Cold-PCR

COLD-PCR (co-amplification at lower denaturation temperature-PCR is a novel form of PCR that amplifies minority alleles selectively from mixtures of wild-type and mutation-containing sequences irrespective of the mutation type or position on the sequence (Li and Makrigiorgos 2009). For clinically relevant micro-deletions, COLD-PCR enabled exclusive amplification and isolation of the mutants. It enriches mutations in cancer samples where normal DNA predominates. The range of enrichment demonstrated to date varies from 3 to 100-fold. Its effectiveness has been demonstrated in enriching for mutations in cancer-related genes in samples where DNA sequencing cannot detect very low concentrations of somatic DNA mutations. COLD-PCR is expected to have diverse applications in the fields of biomarker identification and tracing, genomic instability, infectious diseases, DNA methylation testing and prenatal identification of fetal alleles in maternal blood.

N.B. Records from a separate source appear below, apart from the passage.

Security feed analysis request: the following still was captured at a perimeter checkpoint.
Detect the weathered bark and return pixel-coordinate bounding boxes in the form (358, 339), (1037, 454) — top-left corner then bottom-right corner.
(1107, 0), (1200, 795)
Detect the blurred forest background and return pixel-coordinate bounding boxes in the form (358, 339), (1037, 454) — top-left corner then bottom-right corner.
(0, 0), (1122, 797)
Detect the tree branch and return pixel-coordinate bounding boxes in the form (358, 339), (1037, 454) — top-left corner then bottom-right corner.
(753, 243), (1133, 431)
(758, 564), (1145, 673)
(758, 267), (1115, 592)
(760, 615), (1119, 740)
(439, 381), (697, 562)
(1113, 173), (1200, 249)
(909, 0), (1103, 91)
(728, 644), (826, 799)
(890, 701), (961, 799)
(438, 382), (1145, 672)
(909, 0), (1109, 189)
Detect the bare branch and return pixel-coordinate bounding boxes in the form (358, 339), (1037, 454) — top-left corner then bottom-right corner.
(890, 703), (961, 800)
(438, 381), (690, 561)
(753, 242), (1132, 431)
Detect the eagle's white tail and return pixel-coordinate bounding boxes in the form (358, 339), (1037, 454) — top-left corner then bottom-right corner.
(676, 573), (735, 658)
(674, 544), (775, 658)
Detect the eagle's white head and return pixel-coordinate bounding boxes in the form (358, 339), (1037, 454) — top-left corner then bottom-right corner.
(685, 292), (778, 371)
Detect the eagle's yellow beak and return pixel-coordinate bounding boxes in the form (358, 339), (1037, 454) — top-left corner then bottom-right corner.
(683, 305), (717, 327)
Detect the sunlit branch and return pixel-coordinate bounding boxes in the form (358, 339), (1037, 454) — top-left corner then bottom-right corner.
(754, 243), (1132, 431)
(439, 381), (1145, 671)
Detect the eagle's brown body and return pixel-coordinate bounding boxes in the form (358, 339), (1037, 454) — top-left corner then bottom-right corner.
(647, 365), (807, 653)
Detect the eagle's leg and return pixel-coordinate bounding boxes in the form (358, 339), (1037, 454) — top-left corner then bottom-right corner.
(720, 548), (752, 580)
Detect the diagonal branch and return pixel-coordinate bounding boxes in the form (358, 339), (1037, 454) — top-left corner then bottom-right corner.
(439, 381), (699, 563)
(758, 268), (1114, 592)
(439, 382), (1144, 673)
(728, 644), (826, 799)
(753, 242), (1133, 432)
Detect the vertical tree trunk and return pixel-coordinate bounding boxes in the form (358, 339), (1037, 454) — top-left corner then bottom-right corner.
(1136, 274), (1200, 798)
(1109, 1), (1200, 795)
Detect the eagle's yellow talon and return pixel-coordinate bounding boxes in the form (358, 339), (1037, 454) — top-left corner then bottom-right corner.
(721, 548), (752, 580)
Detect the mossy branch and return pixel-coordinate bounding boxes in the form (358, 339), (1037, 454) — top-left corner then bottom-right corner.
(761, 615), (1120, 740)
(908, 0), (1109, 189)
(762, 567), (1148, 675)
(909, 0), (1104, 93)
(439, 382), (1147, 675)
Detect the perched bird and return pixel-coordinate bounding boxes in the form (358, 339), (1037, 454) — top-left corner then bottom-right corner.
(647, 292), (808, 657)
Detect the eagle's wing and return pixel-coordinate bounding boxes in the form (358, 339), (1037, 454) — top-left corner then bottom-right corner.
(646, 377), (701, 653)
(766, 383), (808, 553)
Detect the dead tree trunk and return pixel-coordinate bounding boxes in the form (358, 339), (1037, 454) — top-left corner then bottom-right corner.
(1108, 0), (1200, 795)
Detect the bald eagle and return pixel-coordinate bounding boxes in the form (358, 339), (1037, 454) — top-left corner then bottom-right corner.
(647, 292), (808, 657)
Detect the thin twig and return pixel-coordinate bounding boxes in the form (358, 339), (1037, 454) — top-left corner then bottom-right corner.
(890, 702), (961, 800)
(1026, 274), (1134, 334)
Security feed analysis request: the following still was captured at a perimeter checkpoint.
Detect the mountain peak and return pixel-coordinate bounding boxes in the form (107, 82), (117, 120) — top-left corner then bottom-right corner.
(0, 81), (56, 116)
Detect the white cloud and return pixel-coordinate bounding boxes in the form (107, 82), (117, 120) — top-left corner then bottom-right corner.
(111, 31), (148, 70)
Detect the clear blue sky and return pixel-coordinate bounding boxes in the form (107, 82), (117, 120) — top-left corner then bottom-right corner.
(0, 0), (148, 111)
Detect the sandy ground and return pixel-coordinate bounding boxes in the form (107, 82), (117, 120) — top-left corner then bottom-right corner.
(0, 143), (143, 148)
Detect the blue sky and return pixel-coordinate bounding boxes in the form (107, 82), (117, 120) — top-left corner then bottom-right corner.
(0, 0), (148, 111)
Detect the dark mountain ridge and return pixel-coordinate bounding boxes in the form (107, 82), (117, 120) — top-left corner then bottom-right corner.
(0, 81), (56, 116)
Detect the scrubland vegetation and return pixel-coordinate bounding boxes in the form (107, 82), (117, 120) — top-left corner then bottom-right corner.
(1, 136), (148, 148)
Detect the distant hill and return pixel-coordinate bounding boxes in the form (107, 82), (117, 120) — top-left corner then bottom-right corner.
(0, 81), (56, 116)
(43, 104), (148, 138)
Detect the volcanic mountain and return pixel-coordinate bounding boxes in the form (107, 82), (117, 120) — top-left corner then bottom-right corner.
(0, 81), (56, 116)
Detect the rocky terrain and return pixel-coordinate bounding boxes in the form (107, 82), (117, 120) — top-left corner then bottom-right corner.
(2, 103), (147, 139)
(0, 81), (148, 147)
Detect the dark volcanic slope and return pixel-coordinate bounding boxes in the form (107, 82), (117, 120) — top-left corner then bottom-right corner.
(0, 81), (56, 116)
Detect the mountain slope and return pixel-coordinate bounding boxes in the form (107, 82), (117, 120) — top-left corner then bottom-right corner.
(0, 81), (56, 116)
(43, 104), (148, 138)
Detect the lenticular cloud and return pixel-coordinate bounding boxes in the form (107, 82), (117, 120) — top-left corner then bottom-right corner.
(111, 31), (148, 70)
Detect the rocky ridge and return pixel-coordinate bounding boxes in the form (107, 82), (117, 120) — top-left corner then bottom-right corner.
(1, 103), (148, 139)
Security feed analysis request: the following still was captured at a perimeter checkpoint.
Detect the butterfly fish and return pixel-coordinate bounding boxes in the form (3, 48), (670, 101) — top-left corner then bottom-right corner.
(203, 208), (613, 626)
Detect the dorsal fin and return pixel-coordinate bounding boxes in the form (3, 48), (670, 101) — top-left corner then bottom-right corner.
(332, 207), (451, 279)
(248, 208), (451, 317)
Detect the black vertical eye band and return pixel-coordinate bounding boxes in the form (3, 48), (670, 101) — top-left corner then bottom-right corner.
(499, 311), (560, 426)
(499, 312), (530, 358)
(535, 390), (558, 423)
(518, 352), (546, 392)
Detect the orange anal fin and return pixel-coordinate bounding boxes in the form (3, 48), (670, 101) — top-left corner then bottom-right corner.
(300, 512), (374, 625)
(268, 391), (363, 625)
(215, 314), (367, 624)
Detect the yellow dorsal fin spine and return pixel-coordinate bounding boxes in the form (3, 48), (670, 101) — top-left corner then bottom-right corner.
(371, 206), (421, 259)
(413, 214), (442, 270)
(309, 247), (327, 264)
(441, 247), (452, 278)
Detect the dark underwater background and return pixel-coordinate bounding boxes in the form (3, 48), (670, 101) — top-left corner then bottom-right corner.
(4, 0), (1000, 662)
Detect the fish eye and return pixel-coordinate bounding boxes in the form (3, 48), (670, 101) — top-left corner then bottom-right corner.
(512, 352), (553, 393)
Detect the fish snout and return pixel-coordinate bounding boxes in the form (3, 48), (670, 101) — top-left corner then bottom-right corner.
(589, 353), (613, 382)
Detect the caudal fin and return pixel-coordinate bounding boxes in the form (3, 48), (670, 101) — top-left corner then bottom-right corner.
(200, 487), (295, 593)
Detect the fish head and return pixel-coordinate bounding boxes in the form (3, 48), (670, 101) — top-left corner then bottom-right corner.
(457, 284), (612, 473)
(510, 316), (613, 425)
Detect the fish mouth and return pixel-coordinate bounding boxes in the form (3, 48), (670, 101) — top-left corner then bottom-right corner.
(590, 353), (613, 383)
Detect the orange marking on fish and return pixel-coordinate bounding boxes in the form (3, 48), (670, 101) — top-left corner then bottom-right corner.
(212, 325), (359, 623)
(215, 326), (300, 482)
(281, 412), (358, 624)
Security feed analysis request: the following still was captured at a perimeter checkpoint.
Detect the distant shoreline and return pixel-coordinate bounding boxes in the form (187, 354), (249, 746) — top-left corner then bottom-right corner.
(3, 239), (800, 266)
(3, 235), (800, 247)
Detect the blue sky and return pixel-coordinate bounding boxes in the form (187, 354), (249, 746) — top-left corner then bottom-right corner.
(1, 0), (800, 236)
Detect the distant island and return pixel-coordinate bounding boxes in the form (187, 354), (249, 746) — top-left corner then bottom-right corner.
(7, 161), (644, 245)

ddPCR for Detection of Cancer Biomarkers in Cell Free Plasma DNA

Tumor genotyping using cell free plasma DNA (cfDNA) has potential for noninvasive assessment of tumor biology, yet many existing assays are cumbersome and may give false positive results. Noninvasive genotyping of cfDNA using droplet digital PCR (ddPCR) could enable effective translation into a clinical diagnostic. Serial use of ddPCR in EGFR-mutant lung cancer patients in a prospective trial of erlotinib allowed assessment of response and resistance, including detection of resistance mutations up to 16 w prior to radiographic progression (Oxnard et al. 2014).

Comparison of miRNA quantification by ddPCR and real-time PCR has revealed greater precision and improved day-to-day reproducibility (by a factor of seven) of ddPCR but with comparable sensitivity. Applied ddPCR to serum miRNA biomarker analysis, this translated to superior diagnostic performance for identifying individuals with cancer (Hindson et al. 2013). This approach was tested in advanced prostate cancer and age-matched male controls to measure the abundance of miR- 141, which has been shown to be a biomarker for advanced prostate cancer. Compared to analysis of samples by qPCR ddPCR improved day-to-day reproducibility 7-fold. ddPCR enables accurate follow-up of serum miRNA biomarker concentrations over time during the course of treatment, which is nearly impossible to achieve with real-time PCR.